Parallelization in Python 2.6

Discussion in 'Python' started by Robert Dailey, Aug 18, 2009.

  1. I'm looking for a way to parallelize my python script without using
    typical threading primitives. For example, C++ has pthreads and TBB to
    break things into "tasks". I would like to see something like this for
    python. So, if I have a very linear script:

    doStuff1()
    doStuff2()


    I can parallelize it easily like so:

    create_task( doStuff1 )
    create_task( doStuff2 )

    Both of these functions would be called from new threads, and once
    execution ends the threads would die. I realize this is a simple
    example and I could create my own classes for this functionality, but
    I do not want to bother if a solution already exists.

    Thanks in advance.
    Robert Dailey, Aug 18, 2009
    #1
    1. Advertising

  2. Robert Dailey wrote:
    > I'm looking for a way to parallelize my python script without using
    > typical threading primitives. For example, C++ has pthreads and TBB to
    > break things into "tasks". I would like to see something like this for
    > python. So, if I have a very linear script:
    >
    > doStuff1()
    > doStuff2()
    >
    >
    > I can parallelize it easily like so:
    >
    > create_task( doStuff1 )
    > create_task( doStuff2 )
    >
    > Both of these functions would be called from new threads, and once
    > execution ends the threads would die. I realize this is a simple
    > example and I could create my own classes for this functionality, but
    > I do not want to bother if a solution already exists.

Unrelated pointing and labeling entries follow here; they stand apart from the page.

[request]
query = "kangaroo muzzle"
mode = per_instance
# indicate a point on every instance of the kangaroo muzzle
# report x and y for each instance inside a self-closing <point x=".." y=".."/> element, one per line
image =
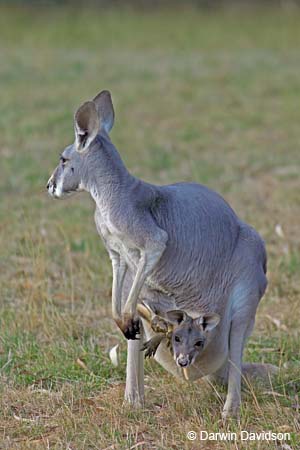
<point x="51" y="186"/>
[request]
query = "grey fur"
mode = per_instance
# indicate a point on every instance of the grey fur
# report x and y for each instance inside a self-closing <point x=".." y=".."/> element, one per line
<point x="180" y="245"/>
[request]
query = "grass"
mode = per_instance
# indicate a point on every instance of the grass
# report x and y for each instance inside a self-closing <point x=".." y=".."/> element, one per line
<point x="207" y="97"/>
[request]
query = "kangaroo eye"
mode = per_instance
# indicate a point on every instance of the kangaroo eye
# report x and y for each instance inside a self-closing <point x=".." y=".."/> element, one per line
<point x="63" y="160"/>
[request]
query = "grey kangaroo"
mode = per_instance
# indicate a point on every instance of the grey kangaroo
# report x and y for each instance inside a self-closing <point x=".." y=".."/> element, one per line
<point x="180" y="246"/>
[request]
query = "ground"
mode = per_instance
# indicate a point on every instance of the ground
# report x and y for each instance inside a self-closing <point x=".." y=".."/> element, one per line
<point x="202" y="96"/>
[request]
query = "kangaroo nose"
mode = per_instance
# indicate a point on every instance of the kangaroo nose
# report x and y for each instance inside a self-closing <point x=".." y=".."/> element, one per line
<point x="183" y="363"/>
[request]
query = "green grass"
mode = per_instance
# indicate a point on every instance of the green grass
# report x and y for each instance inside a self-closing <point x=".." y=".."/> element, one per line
<point x="209" y="97"/>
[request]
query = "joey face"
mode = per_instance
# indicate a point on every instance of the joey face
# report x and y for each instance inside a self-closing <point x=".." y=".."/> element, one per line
<point x="188" y="342"/>
<point x="191" y="336"/>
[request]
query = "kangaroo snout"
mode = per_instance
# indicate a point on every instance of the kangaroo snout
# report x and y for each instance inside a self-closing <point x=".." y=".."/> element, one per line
<point x="51" y="186"/>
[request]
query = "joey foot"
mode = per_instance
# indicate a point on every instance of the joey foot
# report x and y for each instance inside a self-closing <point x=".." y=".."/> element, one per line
<point x="129" y="326"/>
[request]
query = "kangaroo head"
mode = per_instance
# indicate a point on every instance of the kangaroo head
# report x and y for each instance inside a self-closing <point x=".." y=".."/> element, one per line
<point x="91" y="119"/>
<point x="190" y="336"/>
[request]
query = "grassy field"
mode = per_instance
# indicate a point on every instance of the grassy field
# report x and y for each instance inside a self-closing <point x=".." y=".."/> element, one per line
<point x="213" y="98"/>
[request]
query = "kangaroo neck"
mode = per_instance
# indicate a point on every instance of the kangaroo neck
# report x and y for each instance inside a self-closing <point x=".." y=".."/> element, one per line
<point x="106" y="176"/>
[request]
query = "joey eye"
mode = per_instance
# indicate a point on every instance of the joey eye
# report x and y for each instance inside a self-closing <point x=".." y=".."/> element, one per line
<point x="63" y="160"/>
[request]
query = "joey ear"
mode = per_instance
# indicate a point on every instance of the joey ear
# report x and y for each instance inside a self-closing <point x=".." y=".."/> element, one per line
<point x="208" y="321"/>
<point x="105" y="110"/>
<point x="176" y="316"/>
<point x="86" y="122"/>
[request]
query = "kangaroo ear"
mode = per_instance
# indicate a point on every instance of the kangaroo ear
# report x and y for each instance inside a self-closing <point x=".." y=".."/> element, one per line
<point x="105" y="110"/>
<point x="176" y="316"/>
<point x="208" y="321"/>
<point x="86" y="123"/>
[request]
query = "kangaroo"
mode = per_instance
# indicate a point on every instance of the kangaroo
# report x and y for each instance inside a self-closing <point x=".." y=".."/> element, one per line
<point x="186" y="336"/>
<point x="180" y="245"/>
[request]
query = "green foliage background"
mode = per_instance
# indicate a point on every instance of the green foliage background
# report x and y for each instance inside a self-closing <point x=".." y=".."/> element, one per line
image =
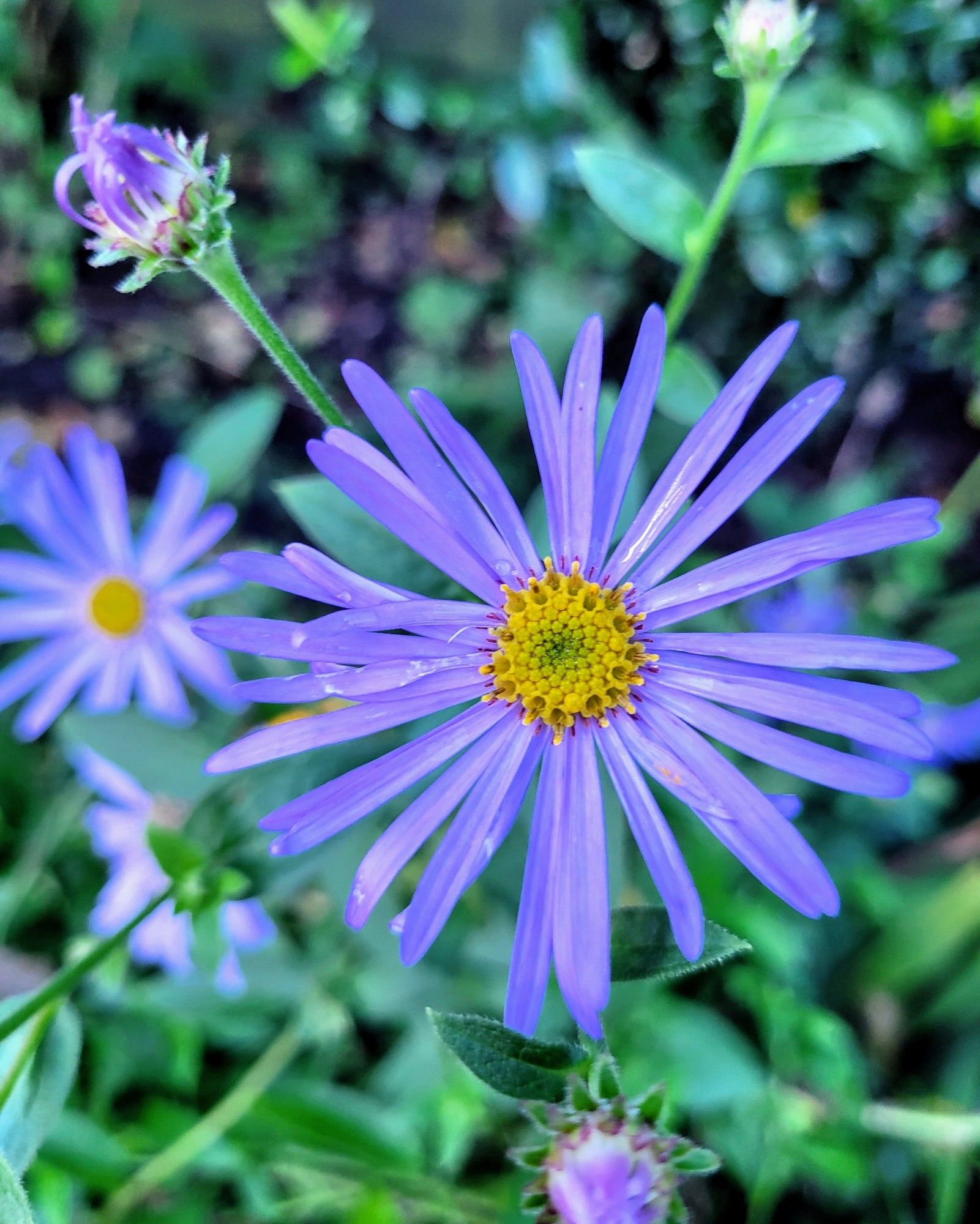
<point x="408" y="193"/>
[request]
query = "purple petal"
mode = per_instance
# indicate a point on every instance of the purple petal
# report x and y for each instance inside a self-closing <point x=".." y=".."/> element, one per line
<point x="811" y="651"/>
<point x="543" y="412"/>
<point x="580" y="403"/>
<point x="380" y="489"/>
<point x="777" y="561"/>
<point x="581" y="914"/>
<point x="406" y="835"/>
<point x="336" y="728"/>
<point x="700" y="452"/>
<point x="466" y="455"/>
<point x="740" y="478"/>
<point x="449" y="871"/>
<point x="626" y="431"/>
<point x="327" y="810"/>
<point x="787" y="752"/>
<point x="427" y="468"/>
<point x="658" y="848"/>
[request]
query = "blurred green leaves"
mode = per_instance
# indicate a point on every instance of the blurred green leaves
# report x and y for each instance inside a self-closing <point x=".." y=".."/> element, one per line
<point x="649" y="201"/>
<point x="512" y="1064"/>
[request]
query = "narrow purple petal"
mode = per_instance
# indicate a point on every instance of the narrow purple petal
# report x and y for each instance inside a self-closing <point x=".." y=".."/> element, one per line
<point x="581" y="915"/>
<point x="626" y="431"/>
<point x="580" y="405"/>
<point x="379" y="488"/>
<point x="790" y="698"/>
<point x="469" y="460"/>
<point x="811" y="651"/>
<point x="700" y="452"/>
<point x="336" y="728"/>
<point x="325" y="811"/>
<point x="543" y="412"/>
<point x="449" y="871"/>
<point x="408" y="833"/>
<point x="658" y="848"/>
<point x="777" y="561"/>
<point x="740" y="478"/>
<point x="425" y="467"/>
<point x="787" y="752"/>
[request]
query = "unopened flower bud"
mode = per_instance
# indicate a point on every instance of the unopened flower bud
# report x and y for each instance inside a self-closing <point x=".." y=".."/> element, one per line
<point x="154" y="199"/>
<point x="608" y="1163"/>
<point x="765" y="40"/>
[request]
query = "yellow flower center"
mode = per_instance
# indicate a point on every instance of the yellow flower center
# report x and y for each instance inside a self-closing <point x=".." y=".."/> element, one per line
<point x="117" y="606"/>
<point x="567" y="649"/>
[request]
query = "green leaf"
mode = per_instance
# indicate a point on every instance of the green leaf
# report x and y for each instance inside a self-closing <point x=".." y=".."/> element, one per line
<point x="14" y="1206"/>
<point x="814" y="140"/>
<point x="643" y="947"/>
<point x="178" y="855"/>
<point x="689" y="384"/>
<point x="39" y="1096"/>
<point x="509" y="1062"/>
<point x="647" y="200"/>
<point x="230" y="441"/>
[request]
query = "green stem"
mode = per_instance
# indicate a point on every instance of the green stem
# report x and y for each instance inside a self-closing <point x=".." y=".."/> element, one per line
<point x="65" y="981"/>
<point x="210" y="1128"/>
<point x="758" y="97"/>
<point x="221" y="270"/>
<point x="28" y="1051"/>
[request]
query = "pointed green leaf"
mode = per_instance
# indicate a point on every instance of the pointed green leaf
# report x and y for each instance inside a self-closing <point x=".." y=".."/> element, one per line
<point x="230" y="441"/>
<point x="14" y="1206"/>
<point x="647" y="200"/>
<point x="512" y="1064"/>
<point x="815" y="140"/>
<point x="645" y="948"/>
<point x="37" y="1070"/>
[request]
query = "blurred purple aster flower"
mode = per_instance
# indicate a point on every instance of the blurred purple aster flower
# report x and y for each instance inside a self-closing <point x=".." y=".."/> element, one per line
<point x="110" y="610"/>
<point x="118" y="826"/>
<point x="152" y="196"/>
<point x="14" y="436"/>
<point x="570" y="660"/>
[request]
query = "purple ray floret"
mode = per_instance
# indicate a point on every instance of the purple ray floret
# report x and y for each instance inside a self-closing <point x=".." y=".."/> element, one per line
<point x="565" y="666"/>
<point x="108" y="608"/>
<point x="118" y="824"/>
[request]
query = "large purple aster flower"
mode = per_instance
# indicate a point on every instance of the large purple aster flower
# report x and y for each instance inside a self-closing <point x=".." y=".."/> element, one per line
<point x="111" y="610"/>
<point x="118" y="826"/>
<point x="571" y="660"/>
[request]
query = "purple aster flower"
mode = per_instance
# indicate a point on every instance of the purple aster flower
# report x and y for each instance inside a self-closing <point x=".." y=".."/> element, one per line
<point x="118" y="826"/>
<point x="14" y="436"/>
<point x="110" y="609"/>
<point x="572" y="660"/>
<point x="152" y="195"/>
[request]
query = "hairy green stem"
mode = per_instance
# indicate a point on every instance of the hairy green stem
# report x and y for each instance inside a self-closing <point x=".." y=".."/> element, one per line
<point x="65" y="981"/>
<point x="211" y="1128"/>
<point x="31" y="1043"/>
<point x="221" y="270"/>
<point x="758" y="97"/>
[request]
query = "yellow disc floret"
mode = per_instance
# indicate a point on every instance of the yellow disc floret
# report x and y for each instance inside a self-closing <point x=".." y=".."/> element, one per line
<point x="117" y="606"/>
<point x="567" y="649"/>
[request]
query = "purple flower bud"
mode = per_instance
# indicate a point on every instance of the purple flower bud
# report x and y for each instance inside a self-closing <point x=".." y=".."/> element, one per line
<point x="152" y="196"/>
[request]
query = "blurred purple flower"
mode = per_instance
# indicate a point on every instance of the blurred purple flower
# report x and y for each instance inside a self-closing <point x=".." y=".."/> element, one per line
<point x="110" y="609"/>
<point x="118" y="826"/>
<point x="577" y="647"/>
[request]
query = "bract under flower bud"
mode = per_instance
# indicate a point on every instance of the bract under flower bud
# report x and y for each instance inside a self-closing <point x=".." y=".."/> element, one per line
<point x="154" y="198"/>
<point x="765" y="40"/>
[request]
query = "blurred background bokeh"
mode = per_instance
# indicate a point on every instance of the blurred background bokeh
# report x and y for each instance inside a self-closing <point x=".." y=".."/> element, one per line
<point x="407" y="194"/>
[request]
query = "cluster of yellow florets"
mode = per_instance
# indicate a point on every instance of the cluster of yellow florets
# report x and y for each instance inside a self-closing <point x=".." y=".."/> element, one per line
<point x="566" y="651"/>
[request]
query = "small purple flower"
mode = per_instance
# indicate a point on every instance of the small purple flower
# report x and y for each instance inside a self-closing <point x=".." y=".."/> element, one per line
<point x="152" y="195"/>
<point x="110" y="609"/>
<point x="572" y="660"/>
<point x="14" y="438"/>
<point x="118" y="826"/>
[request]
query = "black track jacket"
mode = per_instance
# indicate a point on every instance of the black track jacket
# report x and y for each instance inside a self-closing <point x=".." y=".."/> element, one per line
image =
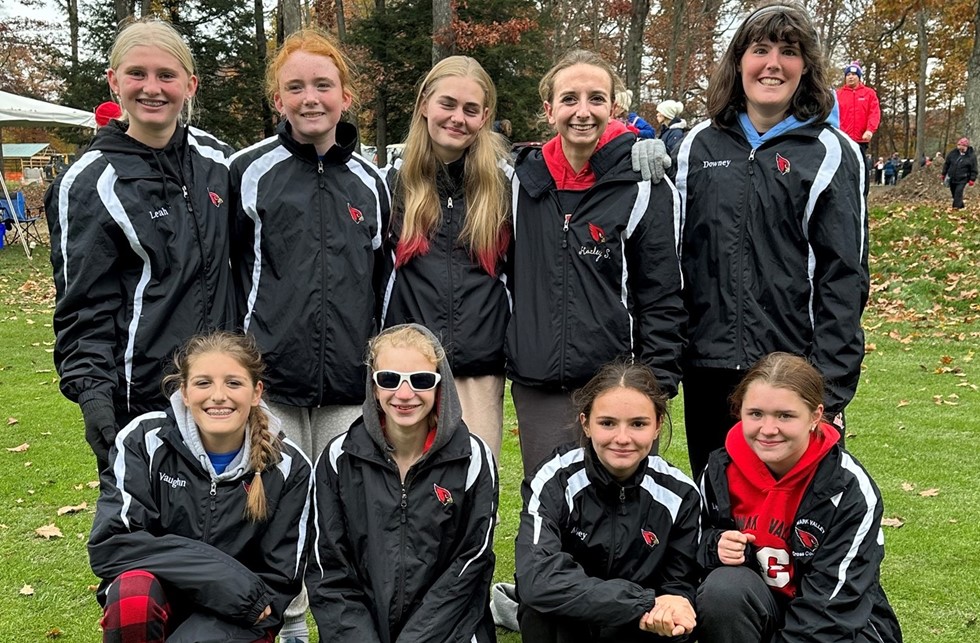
<point x="775" y="251"/>
<point x="598" y="283"/>
<point x="594" y="550"/>
<point x="408" y="562"/>
<point x="307" y="260"/>
<point x="139" y="246"/>
<point x="837" y="545"/>
<point x="163" y="510"/>
<point x="447" y="290"/>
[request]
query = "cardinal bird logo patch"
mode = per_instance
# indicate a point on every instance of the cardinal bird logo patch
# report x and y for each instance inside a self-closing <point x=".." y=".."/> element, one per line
<point x="355" y="214"/>
<point x="782" y="163"/>
<point x="598" y="234"/>
<point x="807" y="539"/>
<point x="650" y="538"/>
<point x="442" y="495"/>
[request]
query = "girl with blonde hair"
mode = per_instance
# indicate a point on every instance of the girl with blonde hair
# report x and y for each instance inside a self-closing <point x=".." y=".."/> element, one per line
<point x="450" y="232"/>
<point x="139" y="238"/>
<point x="200" y="530"/>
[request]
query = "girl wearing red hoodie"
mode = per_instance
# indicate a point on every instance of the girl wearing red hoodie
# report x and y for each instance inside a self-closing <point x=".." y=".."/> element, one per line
<point x="595" y="268"/>
<point x="790" y="522"/>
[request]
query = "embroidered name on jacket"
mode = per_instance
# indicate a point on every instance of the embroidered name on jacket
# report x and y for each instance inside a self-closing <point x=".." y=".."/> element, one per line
<point x="173" y="482"/>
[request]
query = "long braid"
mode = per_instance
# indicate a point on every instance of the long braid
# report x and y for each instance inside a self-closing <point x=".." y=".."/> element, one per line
<point x="264" y="452"/>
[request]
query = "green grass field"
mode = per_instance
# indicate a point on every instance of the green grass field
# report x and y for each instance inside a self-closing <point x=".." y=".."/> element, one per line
<point x="913" y="424"/>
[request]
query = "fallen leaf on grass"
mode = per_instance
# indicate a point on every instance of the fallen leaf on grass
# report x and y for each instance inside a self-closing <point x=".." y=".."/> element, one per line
<point x="73" y="510"/>
<point x="48" y="532"/>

    I think the canonical answer is to use the threading module or (preferably)
    the multiprocessing module, which is new in Py2.6.

    http://docs.python.org/library/threading.html
    http://docs.python.org/library/multiprocessing.html

    Both share a (mostly) common interface and are simple enough to use. They
    are pretty close to the above interface already.

    Stefan
    Stefan Behnel, Aug 18, 2009
    #2
    1. Advertising

  3. On Aug 18, 11:19 am, Robert Dailey <> wrote:
    > I'm looking for a way to parallelize my python script without using
    > typical threading primitives. For example, C++ has pthreads and TBB to
    > break things into "tasks". I would like to see something like this for
    > python. So, if I have a very linear script:
    >
    > doStuff1()
    > doStuff2()
    >
    > I can parallelize it easily like so:
    >
    > create_task( doStuff1 )
    > create_task( doStuff2 )
    >
    > Both of these functions would be called from new threads, and once
    > execution ends the threads would die. I realize this is a simple
    > example and I could create my own classes for this functionality, but
    > I do not want to bother if a solution already exists.
    >


    If you haven't heard of the Python GIL, you'll want to find out sooner
    rather than later. Short summary: Python doesn't do threading very
    well.

    There are quite a few parallelization solutions out there for Python,
    however. (I don't know what they are off the top of my head, however.)
    The way they work is they have worker processes that can be spread
    across machines. When you want to parallelize a task, you send off a
    function to those worker threads.

    There are some serious caveats and problems, not the least of which is
    sharing code between the worker threads and the director, so this
    isn't a great solution.

    If you're looking for highly parallelized code, Python may not be the
    right answer. Try something like Erlang or Haskell.
    Jonathan Gardner, Aug 18, 2009
    #3
  4. On Aug 18, 3:41 pm, Jonathan Gardner <>
    wrote:
    > On Aug 18, 11:19 am, Robert Dailey <> wrote:
    >
    >
    >
    >
    >
    > > I'm looking for a way to parallelize my python script without using
    > > typical threading primitives. For example, C++ has pthreads and TBB to
    > > break things into "tasks". I would like to see something like this for
    > > python. So, if I have a very linear script:

    >
    > > doStuff1()
    > > doStuff2()

    >
    > > I can parallelize it easily like so:

    >
    > > create_task( doStuff1 )
    > > create_task( doStuff2 )

    >
    > > Both of these functions would be called from new threads, and once
    > > execution ends the threads would die. I realize this is a simple
    > > example and I could create my own classes for this functionality, but
    > > I do not want to bother if a solution already exists.

    >
    > If you haven't heard of the Python GIL, you'll want to find out sooner
    > rather than later. Short summary: Python doesn't do threading very
    > well.
    >
    > There are quite a few parallelization solutions out there for Python,
    > however. (I don't know what they are off the top of my head, however.)
    > The way they work is they have worker processes that can be spread
    > across machines. When you want to parallelize a task, you send off a
    > function to those worker threads.
    >
    > There are some serious caveats and problems, not the least of which is
    > sharing code between the worker threads and the director, so this
    > isn't a great solution.
    >
    > If you're looking for highly parallelized code, Python may not be the
    > right answer. Try something like Erlang or Haskell.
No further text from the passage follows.